Your firs look frazzled. A mysterious invader has pounced upon your pines.
Who ya gonna call?
If you’re a Christmas tree grower in the Inland Northwest, you call Dan Barney. Farmers with anxious questions track him down at the University of Idaho’s Research and Extension Center. They’ve even phoned his Sandpoint home at 4 a.m.
Farmer Dave Jenkins doesn’t call - he comes calling.
“If he gets a bug, he drives out to my station and says, ‘We’ve got a problem,”’ said Barney, laughing at the memory of Jenkins arriving in the research station fields, pests in hand.
Barney the Bugbuster’s official line of work is environmental plant stress physiology. The station, where he is superintendent and lone full-time scientist, deals with a wide range of questions: Can the wild huckleberry be domesticated? How hardy is the latest strain of wheat?
It’s practical science, aimed at making farms into successful businesses.
If people aren’t buying Christmas trees, it doesn’t do much good to help them survive. So Barney knows a lot about marketing, too. He commiserates with farmers over the nasty trend toward artificial trees. He applauds them for offering sleigh rides and other enticements to attract the cut-your-own crowd.
Barney has been at the research station for 10 years. Work on Christmas trees began here a half-century ago. The idea was to learn the nutritional needs of cultivated conifers, and find out which species grew best in the region.
Some research is done on the station’s 60 acres. There, experiments can be easily controlled. Sometimes, it’s carried out in commercial fields, where researchers can observe real-life conditions and benefit from the farmers’ knowledge.
The Christmas tree industry is relatively small here, especially compared with Oregon and the wetter side of Washington. But there are about a million yule trees planted in Eastern Washington, North Idaho and Western Montana, said Barney.
One of the biggest mistakes farmers can make is thinking that they can plant seedlings, wait eight years, and start cashing those yuletide checks.
Tree farming is a year-round proposition, Barney said. In winter, you plan. In spring, you plant. In summer, you prune. In autumn, you harvest.
“After its third year in the ground, a tree must be trimmed, sheared or hand-pruned every year.
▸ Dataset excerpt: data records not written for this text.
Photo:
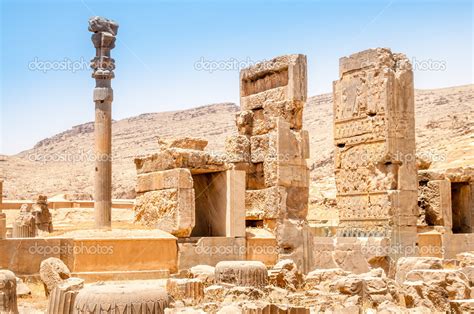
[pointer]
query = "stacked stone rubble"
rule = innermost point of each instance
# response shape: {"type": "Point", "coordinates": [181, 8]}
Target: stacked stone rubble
{"type": "Point", "coordinates": [182, 181]}
{"type": "Point", "coordinates": [24, 225]}
{"type": "Point", "coordinates": [272, 148]}
{"type": "Point", "coordinates": [43, 218]}
{"type": "Point", "coordinates": [8, 297]}
{"type": "Point", "coordinates": [61, 299]}
{"type": "Point", "coordinates": [374, 139]}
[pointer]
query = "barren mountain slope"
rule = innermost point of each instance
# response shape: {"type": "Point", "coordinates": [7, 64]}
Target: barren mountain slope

That’s especially true of pines,” he said. “The best growers probably have their hands on each tree three times a year.”
He stood at the Jenkins & Son farm north of Sandpoint and examined a pointy-topped fir. It had been shaped by frequent shearings.
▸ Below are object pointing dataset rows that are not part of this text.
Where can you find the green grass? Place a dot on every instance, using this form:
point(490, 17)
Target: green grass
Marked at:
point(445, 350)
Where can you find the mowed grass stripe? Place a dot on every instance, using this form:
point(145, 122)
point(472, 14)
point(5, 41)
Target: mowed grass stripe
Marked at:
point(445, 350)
“We call this a pencil-sharpener tree. It’s about 50 percent as wide as it is tall.”
Barney ranks Dave and Kitty Jenkins among the best growers. Dave and his dad went from ranching to the tree business 25 years ago, after cattle prices plummeted. The transition just made sense, said Dave Jenkins.
“Trees are what grow best here,” he said, standing in fields ringed by conifer-covered hills.
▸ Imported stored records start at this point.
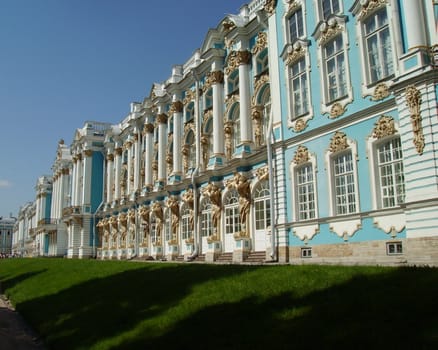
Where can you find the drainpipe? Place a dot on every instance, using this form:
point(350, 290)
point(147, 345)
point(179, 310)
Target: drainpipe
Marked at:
point(271, 187)
point(197, 237)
This has been a banner year for the Jenkins farm, according to his wife. “We shipped 25,000 trees, including 10,000 to Canada.”
Kitty Jenkins is the marketing maven of the family farm. While most of their trees are wholesaled or sold at the family’s own lots in southeastern Idaho, Kitty wants the cut-your-own business to grow. So she distributed $5-off coupons and was surprised by the number of people who came from as far away as Spokane.
Dismayed by the waste from damaged trees that couldn’t be sold, she started a wreath-making sideline.
Such ingenuity is a key to successful Christmas tree farming, said Barney. Farmers also must stay on top of trends. For example, the longtime favorite Scotch pine is becoming passe. Its long needles fall off too soon, said Barney.
The Fraser fir, a North Carolina native, is an up-and-comer. It lasts a long time in a tree stand and has airy boughs, just right for ornaments.
“The Douglas fir doesn’t do well here because of a bug problem,” Barney said. “And the Noble fir freezes its little buds off.”
Five years ago, the fragrant grand fir was the top star among Christmas trees. It became popular worldwide after it was developed by the Sandpoint research station in the 1970s and ‘80s, Barney said. Researchers bred it from Clearwater River Valley seed stock.
“The balsam fir is growing in popularity and will probably be the best tree in a few years,” Barney predicted.
Dave Jenkins isn’t too quick to make changes. He recalled the curious skepticism with which his Pocatello customers greeted grand fir not that long ago.
Accustomed to Scotch pines, they’d wrinkle their brows and say, “maybe we’ll try one next year.”
“People really know their Christmas trees,” he said. “They know what they want.”